Very much looking forward to following the results John. The police in South Wales in the UK did some tests on facial recognition in high-volume spaces, but they haven't returned my mail yet.
Note that dlib has a CNN face detector built in (you can run it in the code as `--models dlib_cnn`). The CNN is an older model, not on of the more modern SqueezeNet/MobileNet varieties. If you have CUDA installed, it will use your GPU by default. If you want it to run without GPU-support (run on your CPU), you'll need to compile dlib from source. I tried both with and without GPU:
- i7: dlib_cnn ran so slow I couldn't even finish the process. Ie, FPS much less than 1. - 1080ti: dlib_cnn was very fast this way; faster than any of the options in the report.
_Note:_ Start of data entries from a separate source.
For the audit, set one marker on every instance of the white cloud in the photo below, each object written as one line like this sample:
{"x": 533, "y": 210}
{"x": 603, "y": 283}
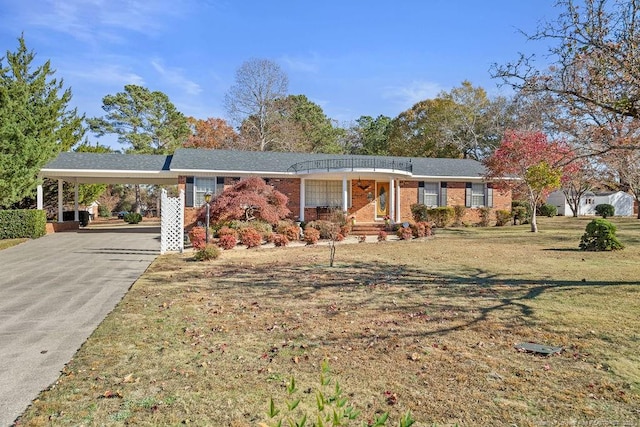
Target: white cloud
{"x": 175, "y": 77}
{"x": 412, "y": 93}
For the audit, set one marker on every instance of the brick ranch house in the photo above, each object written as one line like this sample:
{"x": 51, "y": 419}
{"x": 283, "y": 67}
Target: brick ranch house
{"x": 368, "y": 188}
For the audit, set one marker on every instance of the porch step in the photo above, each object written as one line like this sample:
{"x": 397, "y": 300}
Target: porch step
{"x": 367, "y": 228}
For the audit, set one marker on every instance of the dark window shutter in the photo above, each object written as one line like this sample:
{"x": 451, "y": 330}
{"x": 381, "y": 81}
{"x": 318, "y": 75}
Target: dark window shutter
{"x": 489, "y": 196}
{"x": 443, "y": 194}
{"x": 188, "y": 192}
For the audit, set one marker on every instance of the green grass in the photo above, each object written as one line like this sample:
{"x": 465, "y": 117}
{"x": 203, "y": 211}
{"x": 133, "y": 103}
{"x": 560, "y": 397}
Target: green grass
{"x": 431, "y": 322}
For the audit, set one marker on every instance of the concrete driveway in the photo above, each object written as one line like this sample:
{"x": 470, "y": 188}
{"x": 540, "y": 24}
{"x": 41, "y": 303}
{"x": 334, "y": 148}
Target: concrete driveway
{"x": 54, "y": 291}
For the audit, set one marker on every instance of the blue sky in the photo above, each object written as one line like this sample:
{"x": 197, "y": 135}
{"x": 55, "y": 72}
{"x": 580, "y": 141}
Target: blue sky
{"x": 351, "y": 57}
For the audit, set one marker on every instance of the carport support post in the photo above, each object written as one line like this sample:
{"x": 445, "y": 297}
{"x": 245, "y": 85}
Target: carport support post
{"x": 76, "y": 214}
{"x": 39, "y": 197}
{"x": 60, "y": 200}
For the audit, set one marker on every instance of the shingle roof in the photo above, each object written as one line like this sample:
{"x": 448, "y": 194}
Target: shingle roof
{"x": 110, "y": 161}
{"x": 188, "y": 159}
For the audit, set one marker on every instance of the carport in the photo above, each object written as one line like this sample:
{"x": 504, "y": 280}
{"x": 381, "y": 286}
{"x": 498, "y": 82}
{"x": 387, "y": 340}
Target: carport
{"x": 116, "y": 168}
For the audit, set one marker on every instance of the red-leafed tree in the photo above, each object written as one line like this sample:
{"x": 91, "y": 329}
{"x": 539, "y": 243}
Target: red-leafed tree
{"x": 529, "y": 162}
{"x": 210, "y": 133}
{"x": 250, "y": 199}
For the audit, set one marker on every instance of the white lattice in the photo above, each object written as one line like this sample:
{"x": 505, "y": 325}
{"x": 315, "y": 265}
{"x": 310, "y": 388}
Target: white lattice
{"x": 172, "y": 223}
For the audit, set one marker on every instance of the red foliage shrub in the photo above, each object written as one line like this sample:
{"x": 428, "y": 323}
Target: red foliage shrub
{"x": 280, "y": 239}
{"x": 289, "y": 229}
{"x": 227, "y": 231}
{"x": 227, "y": 241}
{"x": 197, "y": 237}
{"x": 248, "y": 199}
{"x": 421, "y": 229}
{"x": 311, "y": 235}
{"x": 250, "y": 237}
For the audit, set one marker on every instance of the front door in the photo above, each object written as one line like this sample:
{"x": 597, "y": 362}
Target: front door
{"x": 382, "y": 199}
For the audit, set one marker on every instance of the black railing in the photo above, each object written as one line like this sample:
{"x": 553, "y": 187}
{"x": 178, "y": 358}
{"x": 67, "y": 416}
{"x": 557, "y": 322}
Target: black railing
{"x": 352, "y": 164}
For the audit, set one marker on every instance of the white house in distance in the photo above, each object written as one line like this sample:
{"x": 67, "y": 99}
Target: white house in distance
{"x": 621, "y": 201}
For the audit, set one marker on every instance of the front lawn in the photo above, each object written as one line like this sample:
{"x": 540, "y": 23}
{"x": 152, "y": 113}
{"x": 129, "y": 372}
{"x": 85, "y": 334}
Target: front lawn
{"x": 425, "y": 325}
But again, we're talking very powerful GPU; something not likely available at the edge.
Generally I'd be less interested in using dlib_cnn since it's a model from another time, and more interested in recent models from public repositories / papers. With these you'll also get more control on how they're run (CUDA on GPU, OpenVINO on Intel, etc).
Yeah, grab the code from Github (link in the report), follow the setup instructions, and drop your own videos into the vids/in directory (instead of downloading the recommended samples). I'll keep that repo updated & try to improve on quality, to make it easy to test on custom vids.